Science Lesson: Smoking Cessation Is Not Medical Treatment
The previous science lesson explained why clinical trials are not useful for assessing the effectiveness of vaping for quitting smoking. While clinical trials (medical experiments) are often a useful study method, they do not replicate the real-world experience of switching to vaping. Clinical trials can measure the effect of assigning vaping to random smokers. But we really want to know how helpful vaping is for smokers who choose to try it. How do so many people confuse these obviously very different questions?
Here’s the problem: Those who conduct such studies do not realize they are implicitly assuming everything is as simple as medical treatment. Anything more complicated than that is ignored. This mistake also causes other errors.
Clinical trials are good for determining which medical treatment is better. If Drug X and Drug Y are each pretty good treatments for a disease, it is useful to know which one works better on average. Usually patients should not take X and Y at the same time, so one must be chosen. Thus, figuring out the average effectiveness of each drug, when given to everyone with the disease, lets us identify which to assign to everyone. It may be that X would work better for some patients and Y for others, but we typically do not know in advance who is who, so need to go with the averages.
For this simple scenario, clinical trials show which works best on average, and they replicate the real-world situation (clinicians assigning a particular drug to patients with the disease). Unfortunately, this scenario creates a simplistic mindset that all health interventions are just easy to analyze. This results in nonsensical claims when the greater complexities of social science are ignored.
One problem is insisting that randomized trials are necessary before assessing the effectiveness of a particular intervention, like recommending vaping. Sometimes experiments are informative though certainly not necessary (if Drug X works ten times as often as Drug Y, casual observation will make the superiority of X clear). In other cases – such as with switching to vaping – trials are not even very informative.
Other problems are more subtle: It is wrong to claim that a study shows that vaping (or unaided quitting, or some other method) is the “most effective” way to quit smoking.
Some such claims are based on counting. Most studies find that the majority of smoking cessation is “unaided,” done without any substitute product, drugs, or formal intervention. But this tells us nothing about what method is most helpful. People who choose to quit smoking unaided believe that they are ready to just stop. They are often wrong, of course, but if someone believes that, it is reasonably likely to be true. If she does not believe it, she is almost certainly correct. Thus if someone is not inclined to try to quit unaided, but instead tried to switch to vaping or another substitute, it would be insane to tell her, “No, stop! Most people quit unaided, so just try that.”
More often, claims of “most effective” are based on the rate of success among people who tried a particular method. This is the medical treatment model of smoking cessation, and is equally wrong. Consider a study that compares the rates of success, in a particular population at a particular time.
The first thing to note is that last phrase is critically important. For medical treatments, human biology does not vary all that much, so if a clinical trial shows Drug X works better, there is a reasonable chance this is true for all humans. But for consumer choice – and everything else in social science – there are many differences across populations. Prayer might aid smoking cessation in some populations, but it is easy to predict it would have no effect in others. Trying to switch to vaping or another product is not going to work so well in a population where supply of the products is likely to be interrupted.

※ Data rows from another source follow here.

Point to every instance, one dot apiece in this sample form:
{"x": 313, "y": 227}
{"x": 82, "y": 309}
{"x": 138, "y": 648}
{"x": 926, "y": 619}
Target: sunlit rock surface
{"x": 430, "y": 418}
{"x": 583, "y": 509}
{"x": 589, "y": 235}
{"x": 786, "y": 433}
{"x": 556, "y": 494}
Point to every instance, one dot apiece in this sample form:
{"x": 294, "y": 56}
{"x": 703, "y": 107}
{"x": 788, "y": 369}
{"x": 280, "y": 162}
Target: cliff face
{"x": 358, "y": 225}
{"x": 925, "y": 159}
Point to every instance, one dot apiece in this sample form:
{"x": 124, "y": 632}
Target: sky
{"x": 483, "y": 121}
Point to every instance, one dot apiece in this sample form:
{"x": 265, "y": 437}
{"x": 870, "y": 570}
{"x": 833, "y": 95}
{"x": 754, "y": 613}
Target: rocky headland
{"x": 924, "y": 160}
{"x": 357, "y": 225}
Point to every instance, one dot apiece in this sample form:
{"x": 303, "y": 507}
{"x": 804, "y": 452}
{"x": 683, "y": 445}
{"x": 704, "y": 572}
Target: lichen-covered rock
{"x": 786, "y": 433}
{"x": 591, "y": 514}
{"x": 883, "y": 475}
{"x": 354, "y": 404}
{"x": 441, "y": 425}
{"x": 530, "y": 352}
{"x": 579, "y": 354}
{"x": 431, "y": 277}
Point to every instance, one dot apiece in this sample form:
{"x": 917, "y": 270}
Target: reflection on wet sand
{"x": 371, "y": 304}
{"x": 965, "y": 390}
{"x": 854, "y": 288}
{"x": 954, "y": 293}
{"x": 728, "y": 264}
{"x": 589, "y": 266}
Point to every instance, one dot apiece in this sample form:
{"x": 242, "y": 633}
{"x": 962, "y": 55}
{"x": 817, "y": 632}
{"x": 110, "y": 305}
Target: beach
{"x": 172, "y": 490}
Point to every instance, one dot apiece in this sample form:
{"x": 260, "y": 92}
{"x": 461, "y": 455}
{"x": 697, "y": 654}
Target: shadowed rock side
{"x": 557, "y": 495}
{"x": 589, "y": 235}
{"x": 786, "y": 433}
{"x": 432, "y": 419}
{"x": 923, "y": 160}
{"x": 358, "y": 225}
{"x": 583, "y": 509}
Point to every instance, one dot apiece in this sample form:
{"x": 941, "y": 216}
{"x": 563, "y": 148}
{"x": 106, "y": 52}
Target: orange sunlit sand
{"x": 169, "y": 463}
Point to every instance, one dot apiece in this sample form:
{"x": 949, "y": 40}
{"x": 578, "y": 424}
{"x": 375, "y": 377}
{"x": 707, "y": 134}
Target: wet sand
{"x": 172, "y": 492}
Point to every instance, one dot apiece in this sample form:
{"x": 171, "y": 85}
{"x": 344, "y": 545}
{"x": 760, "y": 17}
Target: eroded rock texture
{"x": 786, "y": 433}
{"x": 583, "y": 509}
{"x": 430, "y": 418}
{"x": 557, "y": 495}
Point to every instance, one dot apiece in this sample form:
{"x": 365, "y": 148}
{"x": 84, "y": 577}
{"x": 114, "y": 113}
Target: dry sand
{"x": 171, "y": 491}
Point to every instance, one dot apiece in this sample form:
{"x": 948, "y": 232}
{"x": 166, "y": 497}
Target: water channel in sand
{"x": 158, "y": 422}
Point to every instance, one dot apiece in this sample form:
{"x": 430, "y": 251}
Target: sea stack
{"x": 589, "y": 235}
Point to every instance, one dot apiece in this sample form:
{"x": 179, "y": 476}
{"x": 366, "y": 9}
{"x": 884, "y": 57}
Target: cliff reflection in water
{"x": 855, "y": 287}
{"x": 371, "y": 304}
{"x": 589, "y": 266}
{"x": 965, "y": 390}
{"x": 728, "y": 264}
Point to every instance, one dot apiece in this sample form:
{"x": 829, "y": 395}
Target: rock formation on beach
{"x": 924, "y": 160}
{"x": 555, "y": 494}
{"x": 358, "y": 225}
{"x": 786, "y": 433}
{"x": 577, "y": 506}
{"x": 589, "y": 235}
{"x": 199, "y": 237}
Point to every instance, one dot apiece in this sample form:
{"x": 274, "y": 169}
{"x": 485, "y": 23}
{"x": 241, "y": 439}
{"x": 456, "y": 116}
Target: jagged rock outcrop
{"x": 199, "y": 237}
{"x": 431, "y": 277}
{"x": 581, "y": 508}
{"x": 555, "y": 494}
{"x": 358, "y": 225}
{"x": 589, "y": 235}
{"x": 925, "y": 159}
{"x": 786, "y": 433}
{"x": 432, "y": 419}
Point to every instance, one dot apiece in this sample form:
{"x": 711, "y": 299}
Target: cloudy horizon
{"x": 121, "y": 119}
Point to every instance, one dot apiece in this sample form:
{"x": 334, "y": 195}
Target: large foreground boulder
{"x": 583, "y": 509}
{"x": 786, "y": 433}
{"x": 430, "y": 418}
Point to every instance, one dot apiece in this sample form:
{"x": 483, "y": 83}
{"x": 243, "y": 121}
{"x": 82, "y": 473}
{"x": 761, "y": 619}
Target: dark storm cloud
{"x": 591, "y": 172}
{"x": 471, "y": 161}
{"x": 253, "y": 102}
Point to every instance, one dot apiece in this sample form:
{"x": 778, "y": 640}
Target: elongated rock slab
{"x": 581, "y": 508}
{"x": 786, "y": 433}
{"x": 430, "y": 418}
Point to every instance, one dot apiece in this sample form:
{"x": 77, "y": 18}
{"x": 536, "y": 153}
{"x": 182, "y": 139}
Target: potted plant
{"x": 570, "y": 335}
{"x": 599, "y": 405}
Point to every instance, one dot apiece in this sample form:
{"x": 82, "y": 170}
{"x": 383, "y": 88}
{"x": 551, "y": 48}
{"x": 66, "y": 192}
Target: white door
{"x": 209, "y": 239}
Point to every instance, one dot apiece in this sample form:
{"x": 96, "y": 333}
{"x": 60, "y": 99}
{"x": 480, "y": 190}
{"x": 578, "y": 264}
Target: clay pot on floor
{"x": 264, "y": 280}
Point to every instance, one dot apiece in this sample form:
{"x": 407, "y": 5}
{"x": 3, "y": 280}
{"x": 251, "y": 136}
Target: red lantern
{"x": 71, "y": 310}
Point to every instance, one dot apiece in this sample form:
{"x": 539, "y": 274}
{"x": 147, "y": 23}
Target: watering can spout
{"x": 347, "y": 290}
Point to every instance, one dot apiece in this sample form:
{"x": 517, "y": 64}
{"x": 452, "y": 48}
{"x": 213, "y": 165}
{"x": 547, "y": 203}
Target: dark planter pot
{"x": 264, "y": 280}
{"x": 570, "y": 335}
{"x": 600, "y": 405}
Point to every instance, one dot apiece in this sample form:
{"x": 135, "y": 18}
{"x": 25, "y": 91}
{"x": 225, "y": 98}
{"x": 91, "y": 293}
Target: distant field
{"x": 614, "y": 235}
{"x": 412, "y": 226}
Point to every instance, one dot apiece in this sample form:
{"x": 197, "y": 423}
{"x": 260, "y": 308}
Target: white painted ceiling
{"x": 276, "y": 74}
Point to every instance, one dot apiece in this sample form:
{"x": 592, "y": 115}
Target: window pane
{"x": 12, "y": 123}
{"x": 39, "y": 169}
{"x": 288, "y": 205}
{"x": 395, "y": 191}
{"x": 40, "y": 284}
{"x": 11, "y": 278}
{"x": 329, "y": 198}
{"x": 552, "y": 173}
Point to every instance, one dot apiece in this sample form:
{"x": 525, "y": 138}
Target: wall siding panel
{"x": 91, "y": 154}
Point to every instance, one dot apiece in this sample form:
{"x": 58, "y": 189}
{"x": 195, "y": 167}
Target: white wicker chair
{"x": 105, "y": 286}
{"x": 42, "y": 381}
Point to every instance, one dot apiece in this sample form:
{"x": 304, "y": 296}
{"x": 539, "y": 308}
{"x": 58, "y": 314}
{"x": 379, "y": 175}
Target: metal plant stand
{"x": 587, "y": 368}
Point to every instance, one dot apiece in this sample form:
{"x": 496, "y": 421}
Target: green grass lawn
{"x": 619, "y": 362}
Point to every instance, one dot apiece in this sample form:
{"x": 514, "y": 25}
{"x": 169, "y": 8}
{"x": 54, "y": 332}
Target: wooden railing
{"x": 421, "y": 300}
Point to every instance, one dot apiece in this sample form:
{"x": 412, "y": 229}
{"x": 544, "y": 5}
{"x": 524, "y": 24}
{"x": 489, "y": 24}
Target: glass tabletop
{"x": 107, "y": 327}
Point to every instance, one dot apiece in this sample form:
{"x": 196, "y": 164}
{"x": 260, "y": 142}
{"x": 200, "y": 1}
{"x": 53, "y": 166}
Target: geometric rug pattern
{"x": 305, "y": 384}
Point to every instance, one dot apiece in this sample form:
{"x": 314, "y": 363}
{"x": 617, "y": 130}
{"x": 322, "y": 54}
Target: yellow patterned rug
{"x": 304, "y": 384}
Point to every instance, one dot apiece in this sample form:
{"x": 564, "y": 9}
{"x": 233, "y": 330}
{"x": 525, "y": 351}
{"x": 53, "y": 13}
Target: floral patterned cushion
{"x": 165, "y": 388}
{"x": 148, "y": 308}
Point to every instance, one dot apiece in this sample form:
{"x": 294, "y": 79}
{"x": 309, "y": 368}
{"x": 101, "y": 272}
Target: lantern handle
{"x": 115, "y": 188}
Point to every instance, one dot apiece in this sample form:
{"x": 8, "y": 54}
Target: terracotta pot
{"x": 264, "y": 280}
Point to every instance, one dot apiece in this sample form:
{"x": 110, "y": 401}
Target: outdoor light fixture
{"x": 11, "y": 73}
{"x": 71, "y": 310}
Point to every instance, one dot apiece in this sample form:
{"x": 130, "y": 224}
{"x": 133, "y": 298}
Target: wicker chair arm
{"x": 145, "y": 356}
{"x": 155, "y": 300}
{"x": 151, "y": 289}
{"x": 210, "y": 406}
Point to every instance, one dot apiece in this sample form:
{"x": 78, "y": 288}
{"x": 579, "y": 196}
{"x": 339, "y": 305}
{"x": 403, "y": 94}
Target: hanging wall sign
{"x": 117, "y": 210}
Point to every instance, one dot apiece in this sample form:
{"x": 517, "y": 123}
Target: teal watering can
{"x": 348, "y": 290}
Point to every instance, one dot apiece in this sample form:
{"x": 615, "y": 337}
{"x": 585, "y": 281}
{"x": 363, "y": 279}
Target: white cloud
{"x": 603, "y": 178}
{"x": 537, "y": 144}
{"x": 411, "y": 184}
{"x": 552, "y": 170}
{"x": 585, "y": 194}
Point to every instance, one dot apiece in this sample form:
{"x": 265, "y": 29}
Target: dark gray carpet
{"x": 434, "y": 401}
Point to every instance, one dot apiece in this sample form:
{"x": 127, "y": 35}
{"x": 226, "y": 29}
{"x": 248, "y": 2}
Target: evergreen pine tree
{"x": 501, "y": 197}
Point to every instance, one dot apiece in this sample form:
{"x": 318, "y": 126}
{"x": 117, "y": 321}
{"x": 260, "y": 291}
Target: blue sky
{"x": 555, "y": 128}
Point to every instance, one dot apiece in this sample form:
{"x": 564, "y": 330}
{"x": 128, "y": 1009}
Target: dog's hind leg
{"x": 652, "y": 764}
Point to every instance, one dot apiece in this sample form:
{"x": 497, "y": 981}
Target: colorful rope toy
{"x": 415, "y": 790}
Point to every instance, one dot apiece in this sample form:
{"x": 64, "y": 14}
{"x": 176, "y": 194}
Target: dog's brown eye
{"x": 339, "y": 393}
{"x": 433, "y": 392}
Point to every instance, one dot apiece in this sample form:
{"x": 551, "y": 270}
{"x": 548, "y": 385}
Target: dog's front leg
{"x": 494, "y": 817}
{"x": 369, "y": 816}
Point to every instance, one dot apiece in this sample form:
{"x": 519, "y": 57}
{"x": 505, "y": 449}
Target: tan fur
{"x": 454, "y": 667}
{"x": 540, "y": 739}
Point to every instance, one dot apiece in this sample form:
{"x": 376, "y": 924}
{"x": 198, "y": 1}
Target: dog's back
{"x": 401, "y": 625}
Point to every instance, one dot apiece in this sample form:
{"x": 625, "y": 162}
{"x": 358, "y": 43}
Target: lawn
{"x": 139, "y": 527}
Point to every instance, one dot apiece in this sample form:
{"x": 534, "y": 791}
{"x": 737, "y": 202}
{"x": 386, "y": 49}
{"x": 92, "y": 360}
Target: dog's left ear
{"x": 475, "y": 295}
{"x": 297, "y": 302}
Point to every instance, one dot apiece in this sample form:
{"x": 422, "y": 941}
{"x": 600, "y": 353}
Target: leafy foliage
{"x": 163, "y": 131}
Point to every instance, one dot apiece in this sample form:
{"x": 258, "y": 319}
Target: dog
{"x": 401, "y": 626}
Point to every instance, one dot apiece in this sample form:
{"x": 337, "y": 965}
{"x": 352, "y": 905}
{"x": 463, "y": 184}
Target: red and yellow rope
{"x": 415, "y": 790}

What if the hypothetical study found that those who tried to switch to vaping did not quit smoking as often than those trying unaided quitting? A naive interpretation would be that vaping does not help, or even hinders, smoking cessation. This is, of course, exactly the interpretation anti-vaping activists have offered for some such results. But for most populations for most of the time vaping has existed, switching has not been a common approach. Smokers who tried vaping had usually already considered – and tried – quitting unaided and with various government-recommended methods. They had a much harder time quitting than average, and so still did when they tried vaping.
But now consider a population where vaping has become popular and many smokers have learned it is a good way to quit. The hypothetical study might show that trying vaping is more often successful than any other aid. Does this mean it is the most effective cessation aid, as claimed in some interpretations of a recent study? No. It could just be that a lot of those would-be unaided quitters tried vaping because it was popular, and they would have quit with or without vaping.
Additionally, in any population, those who try to quit with vaping are self-selected. They have probably tried vaping and did not hate it, and they are happy using a substitute rather than being completely abstinent. That is, of course, great for them that they realize they have that option and like it. Unlike with the drug trial, people have some idea whether X or Y will work better for them; the fact that Y works better for those who try it does not mean we can say it is “more effective” in general.
Eliminating complications like these are exactly what clinical trials are good for. But in this case we cannot – and should not – eliminate them. Ironically, the error comes from interpreting the data as if it were from a useless clinical trial.
It is a bit subtle and tricky, but it is often useful to think about whether a particular interpretation of a study result is based on inaccurately pretending it was similar to a clinical trial, with exposures randomly assigned rather than being individual choices. If so, chances are that confounding and self-selection are being ignored and the interpretation is wrong.